Now, with the Taliban's swift victory over the U.S.-backed Afghan army, the ISIS-K is expected to escalate its attacks. Given that many prisoners have been freed across the country in the wake of the ongoing chaos, the organisation has the opportunity to regroup and recruit more militants within its ranks. However, its relationship with the Taliban is likely to remain complicated, even though both groups envision a hard-line Sharia regime for Afghanistan.

As far as the ISIS-K is concerned, the Sharia law represents a religious justification for establishing a borderless Islamic caliphate. Meanwhile, the Taliban is keen on pursuing a domestic power structure that exerts influence over Afghan customs, communal norms and social practices in conformity with Sharia law. Such deep-rooted ideological differences have often culminated in violent conflict between the two. This is only going to increase with the power vacuum left by the Americans and the civilian government in Afghanistan.

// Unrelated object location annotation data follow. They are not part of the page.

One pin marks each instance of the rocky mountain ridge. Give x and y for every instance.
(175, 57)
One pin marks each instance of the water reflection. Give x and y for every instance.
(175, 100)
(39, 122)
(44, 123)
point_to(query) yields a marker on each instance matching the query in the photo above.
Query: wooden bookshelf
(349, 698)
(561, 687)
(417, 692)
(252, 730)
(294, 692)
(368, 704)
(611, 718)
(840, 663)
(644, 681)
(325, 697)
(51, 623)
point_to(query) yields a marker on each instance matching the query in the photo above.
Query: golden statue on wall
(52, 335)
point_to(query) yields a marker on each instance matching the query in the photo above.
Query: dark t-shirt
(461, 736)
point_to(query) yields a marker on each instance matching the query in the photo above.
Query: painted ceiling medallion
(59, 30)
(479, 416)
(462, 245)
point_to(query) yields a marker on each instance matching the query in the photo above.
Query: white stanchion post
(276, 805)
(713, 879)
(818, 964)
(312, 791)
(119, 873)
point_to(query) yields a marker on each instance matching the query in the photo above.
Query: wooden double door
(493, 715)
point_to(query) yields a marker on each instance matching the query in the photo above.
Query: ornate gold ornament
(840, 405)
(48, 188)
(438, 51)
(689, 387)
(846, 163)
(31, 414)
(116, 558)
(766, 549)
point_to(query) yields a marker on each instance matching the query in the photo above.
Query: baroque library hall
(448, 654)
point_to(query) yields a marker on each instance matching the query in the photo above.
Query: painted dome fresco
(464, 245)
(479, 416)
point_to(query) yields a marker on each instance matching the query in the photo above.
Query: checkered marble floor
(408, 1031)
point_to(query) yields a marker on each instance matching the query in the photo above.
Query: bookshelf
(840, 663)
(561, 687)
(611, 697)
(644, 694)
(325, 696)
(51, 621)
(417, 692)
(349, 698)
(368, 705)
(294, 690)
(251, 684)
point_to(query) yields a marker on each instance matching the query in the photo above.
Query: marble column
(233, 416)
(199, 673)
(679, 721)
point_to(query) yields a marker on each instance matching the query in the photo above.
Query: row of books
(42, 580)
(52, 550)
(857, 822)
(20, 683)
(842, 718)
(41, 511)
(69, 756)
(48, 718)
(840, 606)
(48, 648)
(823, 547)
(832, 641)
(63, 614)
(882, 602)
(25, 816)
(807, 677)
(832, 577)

Already, there is some degree of crossover and defection between the groups. The ISIS-K has sought to project itself as the true flag-bearer of jihad by undermining the credibility of the Taliban. It accuses the latter of selling out to the Americans through the signing of the Doha peace deal. In this context, the recent blast in Kabul is an attempt by the Islamic State militants to sow discord and stay politically relevant in the region.

Against this backdrop, the Taliban will have its work cut out in eradicating the threat of dissident outfits. It cannot afford to have more strategic setbacks in the region, as the ISIS-K seeks to bolster its stature in the jihadist world. Moreover, the façade of distancing itself from terrorist groups will be important for the incumbent regime in Afghanistan, as it seeks to avoid international isolation and gain recognition from the global community. 

Counterpoint

Despite the much-speculated political and ideological rivalry between the Taliban and the ISIS-K, there are no clear lines of separation between the two. For example, a 2020 report by the Analytical Support and Sanctions Monitoring Team of the UN had revealed that the ISIS-K ‘demonstrated some degree of involvement, facilitation, or the provision of technical assistance by the Haqqani Network’, a group that is affiliated with the Taliban. Similarly, media reports indicate that the Taliban and ISIS have sometimes cooperated with each other against government forces in Northern Provinces like Kunduz and Badakhshan.

It is no surprise, therefore, that leaders like Amrullah Saleh (the self-proclaimed caretaker President of Afghanistan) have held the Taliban accountable for the recent blasts outside the Kabul airport. According to them, the ISIS-K is merely a front to give deniability to those attacks that would otherwise have been attributed to the Taliban. The fact that the Haqqani network was tasked with the security of the Kabul airport just days before the explosion only adds to these suspicions. 

Assessment

  • Going forward, it remains to be seen how the relationship between the Taliban and the ISIS-K evolves in Afghanistan. Irrespective of whether they remain political rivals or peripheral allies, it is the ordinary civilians that stand to lose the most.
  • The triumphalism associated with the Taliban's ascendancy is likely to spur momentum among jihadist groups around the world. Counter-terrorism agencies need to be prepared to tackle the combined threat of Al-Qaeda operatives and ISIS-K terrorists, both of which are likely to be trained, harboured and nurtured by elements of the Haqqani network.